When thinking about the stigma that follows an injury, it’s easy to blame it on societal expectations. But Ruski says that a lot of the time, injured people uphold expectations of themselves rather than worry about the pressure of society’s expectations. “You see yourself failing to accomplish those expectations and not living up to your potential,” he states. Because an injured person is unable to perform tasks or activities to their once able-bodied potential, an identity crisis is bound to develop. “It’s like you’re looking at yourself from an outsider’s perspective and you don’t recognize them,” Rudski explains.

“A lot of the time, it even goes beyond identity. It promotes ableism,” he continues. According to Ashely Eisenmenger, a writer with AccessLiving — an online organization that challenges stereotypes, protects civil rights, and champions social reforms — ableism is the notion that people are defined only by their disabilities and injuries. Similar to stigma, Eisenmenger states that ableism is rooted in “harmful stereotypes, misconceptions, and generalizations” and helps promote discrimination and social prejudice against injured people with disabilities, proposing the idea that that ‘typical’ abilities are superior.

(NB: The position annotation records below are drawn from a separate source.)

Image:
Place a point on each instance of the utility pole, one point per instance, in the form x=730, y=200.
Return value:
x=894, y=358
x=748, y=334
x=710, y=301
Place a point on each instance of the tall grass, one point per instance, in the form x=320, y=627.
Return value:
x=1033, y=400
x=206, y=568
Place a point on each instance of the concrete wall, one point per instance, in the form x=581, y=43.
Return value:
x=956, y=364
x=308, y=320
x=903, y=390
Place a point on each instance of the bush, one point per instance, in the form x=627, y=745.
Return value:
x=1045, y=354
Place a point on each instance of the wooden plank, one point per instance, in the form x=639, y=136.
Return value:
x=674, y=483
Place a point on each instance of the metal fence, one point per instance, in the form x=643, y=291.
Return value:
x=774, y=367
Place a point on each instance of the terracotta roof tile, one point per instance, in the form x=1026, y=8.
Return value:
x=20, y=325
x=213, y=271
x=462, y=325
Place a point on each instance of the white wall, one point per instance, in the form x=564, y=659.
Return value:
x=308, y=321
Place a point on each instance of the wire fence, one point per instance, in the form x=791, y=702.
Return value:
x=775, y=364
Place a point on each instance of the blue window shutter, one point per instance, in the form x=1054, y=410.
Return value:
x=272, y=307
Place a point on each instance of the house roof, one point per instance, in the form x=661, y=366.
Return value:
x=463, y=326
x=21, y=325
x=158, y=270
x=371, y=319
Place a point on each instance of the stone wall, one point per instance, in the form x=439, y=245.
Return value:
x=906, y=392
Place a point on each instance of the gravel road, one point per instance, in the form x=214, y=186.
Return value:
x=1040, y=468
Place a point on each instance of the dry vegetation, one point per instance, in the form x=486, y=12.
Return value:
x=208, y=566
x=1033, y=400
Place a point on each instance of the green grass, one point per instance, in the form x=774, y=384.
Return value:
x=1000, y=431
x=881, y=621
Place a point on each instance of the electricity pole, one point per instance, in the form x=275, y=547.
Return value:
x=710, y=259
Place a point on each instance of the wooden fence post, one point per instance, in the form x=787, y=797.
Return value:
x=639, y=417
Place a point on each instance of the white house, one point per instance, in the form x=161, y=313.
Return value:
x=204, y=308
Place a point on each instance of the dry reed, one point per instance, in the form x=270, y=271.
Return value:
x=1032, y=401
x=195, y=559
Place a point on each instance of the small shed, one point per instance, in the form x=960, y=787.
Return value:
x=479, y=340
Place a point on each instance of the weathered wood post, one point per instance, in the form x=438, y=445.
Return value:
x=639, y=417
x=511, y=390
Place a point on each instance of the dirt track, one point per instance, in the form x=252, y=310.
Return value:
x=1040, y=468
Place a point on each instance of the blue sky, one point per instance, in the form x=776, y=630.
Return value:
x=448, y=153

When someone questions their ability to maintain their sense of self-worth after an injury, the constant advertising of stigma and ableism directed towards them aids in identity loss.

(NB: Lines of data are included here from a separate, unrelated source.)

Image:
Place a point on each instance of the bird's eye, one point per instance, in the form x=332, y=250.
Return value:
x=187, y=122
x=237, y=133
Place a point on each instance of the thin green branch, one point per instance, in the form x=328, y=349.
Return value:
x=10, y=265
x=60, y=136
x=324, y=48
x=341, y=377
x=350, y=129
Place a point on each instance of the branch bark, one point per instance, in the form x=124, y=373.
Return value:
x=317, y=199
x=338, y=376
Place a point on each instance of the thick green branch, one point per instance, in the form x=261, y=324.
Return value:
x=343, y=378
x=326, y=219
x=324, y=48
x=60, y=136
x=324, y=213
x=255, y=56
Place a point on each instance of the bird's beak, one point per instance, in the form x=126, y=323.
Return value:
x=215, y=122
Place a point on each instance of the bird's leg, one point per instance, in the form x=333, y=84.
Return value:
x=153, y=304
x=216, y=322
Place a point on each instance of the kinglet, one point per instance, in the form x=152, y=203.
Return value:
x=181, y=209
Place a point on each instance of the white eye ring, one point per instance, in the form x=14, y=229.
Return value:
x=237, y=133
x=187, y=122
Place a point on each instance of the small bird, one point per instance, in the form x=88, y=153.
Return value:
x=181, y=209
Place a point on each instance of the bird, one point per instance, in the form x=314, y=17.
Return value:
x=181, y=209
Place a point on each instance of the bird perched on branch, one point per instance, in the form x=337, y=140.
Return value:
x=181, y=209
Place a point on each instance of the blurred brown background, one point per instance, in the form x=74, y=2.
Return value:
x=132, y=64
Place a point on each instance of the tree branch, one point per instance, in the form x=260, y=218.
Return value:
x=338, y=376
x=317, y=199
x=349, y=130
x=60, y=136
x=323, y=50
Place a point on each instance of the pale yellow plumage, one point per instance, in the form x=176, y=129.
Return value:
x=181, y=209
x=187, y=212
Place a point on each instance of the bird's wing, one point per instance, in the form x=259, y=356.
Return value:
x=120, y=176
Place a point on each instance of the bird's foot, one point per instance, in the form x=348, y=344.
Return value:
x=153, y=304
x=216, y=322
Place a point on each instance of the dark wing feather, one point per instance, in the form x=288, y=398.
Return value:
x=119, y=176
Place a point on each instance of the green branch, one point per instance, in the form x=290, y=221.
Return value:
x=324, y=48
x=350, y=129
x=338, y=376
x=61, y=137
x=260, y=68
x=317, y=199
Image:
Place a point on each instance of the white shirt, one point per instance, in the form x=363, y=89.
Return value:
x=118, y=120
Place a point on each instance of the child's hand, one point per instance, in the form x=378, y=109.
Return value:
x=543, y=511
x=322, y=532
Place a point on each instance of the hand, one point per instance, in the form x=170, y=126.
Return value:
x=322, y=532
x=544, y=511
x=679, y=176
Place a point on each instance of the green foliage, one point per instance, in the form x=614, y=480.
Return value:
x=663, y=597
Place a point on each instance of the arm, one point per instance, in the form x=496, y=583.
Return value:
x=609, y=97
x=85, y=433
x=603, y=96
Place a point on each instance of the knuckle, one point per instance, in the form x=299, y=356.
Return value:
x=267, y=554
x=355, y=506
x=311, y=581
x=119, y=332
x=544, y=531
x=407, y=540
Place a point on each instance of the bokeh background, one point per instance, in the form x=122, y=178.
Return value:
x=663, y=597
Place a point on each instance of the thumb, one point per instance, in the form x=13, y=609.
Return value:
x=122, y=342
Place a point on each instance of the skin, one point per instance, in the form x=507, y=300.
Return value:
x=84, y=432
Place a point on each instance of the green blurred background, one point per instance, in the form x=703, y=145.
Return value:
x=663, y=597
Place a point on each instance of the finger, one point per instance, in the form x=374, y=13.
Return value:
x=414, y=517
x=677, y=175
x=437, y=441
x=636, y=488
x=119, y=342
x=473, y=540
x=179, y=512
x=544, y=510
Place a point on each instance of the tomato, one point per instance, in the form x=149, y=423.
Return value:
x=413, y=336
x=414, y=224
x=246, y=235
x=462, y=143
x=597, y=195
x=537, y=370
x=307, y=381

Professor Rudski also highlights the role pity plays in terms of society and injured people. “There’s a big difference between doing things for people and doing things with people,” he says, “and what you see in society, through the pity-lens, is a whole lot of doing for people.” He remarks on how important it is to include those who are disabled and injured rather than simply doing things for them out of pity, which can aid in the loss of their identity.

“A typical belief associated with pity is that many creatures in the world suffer,” writes Israeli philosopher and President of the University of Haifa, Israel Aaron Ben-Zeév in an article published through PsychologyToday. “But a single person cannot do much to improve their situation.” This notion suggests that a disabled person is unable to be helped or guided by others without being pitied by society first. It promotes the idea that they are helpless and unable to improve themselves neither physically nor mentally.

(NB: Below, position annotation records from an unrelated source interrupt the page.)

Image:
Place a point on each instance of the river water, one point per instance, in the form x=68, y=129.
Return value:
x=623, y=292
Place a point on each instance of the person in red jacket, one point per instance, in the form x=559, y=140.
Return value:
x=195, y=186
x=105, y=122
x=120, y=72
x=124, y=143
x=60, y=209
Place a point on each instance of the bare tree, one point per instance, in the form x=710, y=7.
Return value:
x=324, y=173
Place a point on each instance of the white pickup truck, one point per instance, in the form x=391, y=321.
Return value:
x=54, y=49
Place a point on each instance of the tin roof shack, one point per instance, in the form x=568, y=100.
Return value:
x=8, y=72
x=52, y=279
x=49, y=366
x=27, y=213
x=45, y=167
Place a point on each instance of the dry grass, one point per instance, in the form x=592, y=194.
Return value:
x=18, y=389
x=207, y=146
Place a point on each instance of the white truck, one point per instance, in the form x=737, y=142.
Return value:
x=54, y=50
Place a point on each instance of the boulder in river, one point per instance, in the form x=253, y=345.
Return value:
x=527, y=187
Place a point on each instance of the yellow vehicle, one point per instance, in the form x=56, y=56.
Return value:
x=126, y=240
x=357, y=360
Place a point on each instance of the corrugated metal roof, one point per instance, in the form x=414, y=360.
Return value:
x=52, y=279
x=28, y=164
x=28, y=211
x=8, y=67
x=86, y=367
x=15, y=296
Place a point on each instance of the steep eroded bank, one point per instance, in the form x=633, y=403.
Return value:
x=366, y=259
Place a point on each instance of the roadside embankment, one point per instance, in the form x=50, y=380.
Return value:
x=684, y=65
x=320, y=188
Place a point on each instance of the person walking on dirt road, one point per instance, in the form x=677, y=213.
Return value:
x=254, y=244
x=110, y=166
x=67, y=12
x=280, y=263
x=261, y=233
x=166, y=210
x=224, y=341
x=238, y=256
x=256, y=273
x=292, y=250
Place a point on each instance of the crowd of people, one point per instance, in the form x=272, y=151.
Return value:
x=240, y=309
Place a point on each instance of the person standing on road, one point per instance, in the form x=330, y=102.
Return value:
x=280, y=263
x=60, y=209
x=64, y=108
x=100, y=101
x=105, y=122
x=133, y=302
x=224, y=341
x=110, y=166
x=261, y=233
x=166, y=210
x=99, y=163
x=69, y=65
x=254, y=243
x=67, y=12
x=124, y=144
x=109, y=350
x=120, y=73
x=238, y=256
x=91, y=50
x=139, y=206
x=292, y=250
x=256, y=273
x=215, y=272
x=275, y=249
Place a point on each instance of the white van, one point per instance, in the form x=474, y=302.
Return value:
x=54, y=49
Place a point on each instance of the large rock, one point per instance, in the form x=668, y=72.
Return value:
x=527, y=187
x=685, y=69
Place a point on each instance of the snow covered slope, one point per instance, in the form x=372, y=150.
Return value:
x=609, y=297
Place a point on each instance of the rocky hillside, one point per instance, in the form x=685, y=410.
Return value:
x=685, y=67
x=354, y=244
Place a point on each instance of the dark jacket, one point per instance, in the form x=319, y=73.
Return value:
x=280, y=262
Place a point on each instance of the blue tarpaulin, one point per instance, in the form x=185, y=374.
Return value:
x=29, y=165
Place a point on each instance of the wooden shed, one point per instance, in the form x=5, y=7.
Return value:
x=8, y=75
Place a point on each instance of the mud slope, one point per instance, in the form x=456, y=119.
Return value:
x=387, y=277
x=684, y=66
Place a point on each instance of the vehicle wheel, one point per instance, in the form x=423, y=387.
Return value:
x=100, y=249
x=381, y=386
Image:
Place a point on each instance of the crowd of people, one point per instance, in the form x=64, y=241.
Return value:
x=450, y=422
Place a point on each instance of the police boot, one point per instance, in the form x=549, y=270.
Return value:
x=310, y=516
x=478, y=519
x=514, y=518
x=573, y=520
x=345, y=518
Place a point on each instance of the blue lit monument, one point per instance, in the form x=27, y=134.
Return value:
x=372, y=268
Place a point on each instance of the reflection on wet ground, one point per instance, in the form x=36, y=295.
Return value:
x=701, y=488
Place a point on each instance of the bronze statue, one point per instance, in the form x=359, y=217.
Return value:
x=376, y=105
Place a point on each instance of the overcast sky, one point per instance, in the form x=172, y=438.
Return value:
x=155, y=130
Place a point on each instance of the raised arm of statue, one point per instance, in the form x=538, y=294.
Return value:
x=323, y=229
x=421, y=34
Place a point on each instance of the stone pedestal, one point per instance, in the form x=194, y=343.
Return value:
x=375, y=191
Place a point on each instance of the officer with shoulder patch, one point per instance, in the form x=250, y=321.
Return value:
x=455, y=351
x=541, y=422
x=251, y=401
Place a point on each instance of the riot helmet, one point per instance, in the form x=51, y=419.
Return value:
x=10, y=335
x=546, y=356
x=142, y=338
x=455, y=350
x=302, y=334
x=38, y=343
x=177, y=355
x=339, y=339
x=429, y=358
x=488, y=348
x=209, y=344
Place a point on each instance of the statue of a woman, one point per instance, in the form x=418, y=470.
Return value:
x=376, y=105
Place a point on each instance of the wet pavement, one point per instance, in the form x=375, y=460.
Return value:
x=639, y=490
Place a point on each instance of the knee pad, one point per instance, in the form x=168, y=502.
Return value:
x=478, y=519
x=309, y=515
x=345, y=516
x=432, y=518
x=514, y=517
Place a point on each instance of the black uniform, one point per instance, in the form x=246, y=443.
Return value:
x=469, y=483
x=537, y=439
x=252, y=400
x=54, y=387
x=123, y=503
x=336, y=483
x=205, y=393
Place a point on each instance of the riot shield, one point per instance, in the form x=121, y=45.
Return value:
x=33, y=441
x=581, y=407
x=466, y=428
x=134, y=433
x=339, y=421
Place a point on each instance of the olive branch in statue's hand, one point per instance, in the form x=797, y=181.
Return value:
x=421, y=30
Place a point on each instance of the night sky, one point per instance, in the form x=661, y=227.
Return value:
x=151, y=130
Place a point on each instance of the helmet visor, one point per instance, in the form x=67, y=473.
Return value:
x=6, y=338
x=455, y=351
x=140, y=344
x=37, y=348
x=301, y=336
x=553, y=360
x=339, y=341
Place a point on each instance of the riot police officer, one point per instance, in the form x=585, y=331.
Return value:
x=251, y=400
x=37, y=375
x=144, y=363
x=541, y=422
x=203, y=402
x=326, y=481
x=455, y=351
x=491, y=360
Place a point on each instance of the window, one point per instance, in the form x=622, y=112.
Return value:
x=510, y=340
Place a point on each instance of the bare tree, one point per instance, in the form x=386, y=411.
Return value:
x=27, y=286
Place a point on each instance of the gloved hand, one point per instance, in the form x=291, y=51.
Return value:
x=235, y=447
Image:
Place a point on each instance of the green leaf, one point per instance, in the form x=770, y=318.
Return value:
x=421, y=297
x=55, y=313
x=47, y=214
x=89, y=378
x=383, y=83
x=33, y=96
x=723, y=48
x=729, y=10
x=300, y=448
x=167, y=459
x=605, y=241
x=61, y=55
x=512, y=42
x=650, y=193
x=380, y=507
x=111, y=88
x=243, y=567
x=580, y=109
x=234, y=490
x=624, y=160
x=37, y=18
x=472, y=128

Belittling them because of their situation further promotes the questioning of the current state of their injured physical self and their identity because of how degrading it feels to be pitied. For injured people like Christakis, Duffy, Schmitz, and Sokolowski recovering from their injuries is as much a mental journey as a physical one.

For my dad, that journey began while he was putting away a table and chair set in the upper level of our garage. The twelve-foot ladder he was using collapsed and brought him down with it, causing him to shatter his heel after he landed. It was devastating to my mom and the rest of my family, but even more so to himself, and with time we would come to learn that he would be unable to work or live his life regularly for the next six and a half months. Not only was he house-bound, but he was quite literally couch-bound because he couldn’t walk without the aid of crutches for the next couple of months of recovery.

“I felt like I was trapped in the living room,” he began. It was a quiet night in the Tully household. The TV was flickering in front of us and the volume was pressed low because my dad’s voice is usually quiet. He repositioned himself in the reclining chair so that he was sitting up and facing me. I glanced at his now healed ankle and the skinny meat of his calf muscle that had shrunk down during recovery. “I mean, you know. I sat on the couch-”

“Sulked,” I corrected him jokingly, and he let out a slight chuckle.

“I sulked on the couch for the first month of recovery. Not knowing when I would be able to return to work,” he paused, “and depending on you guys for pretty much everything I needed, well, that was the worst part of it.”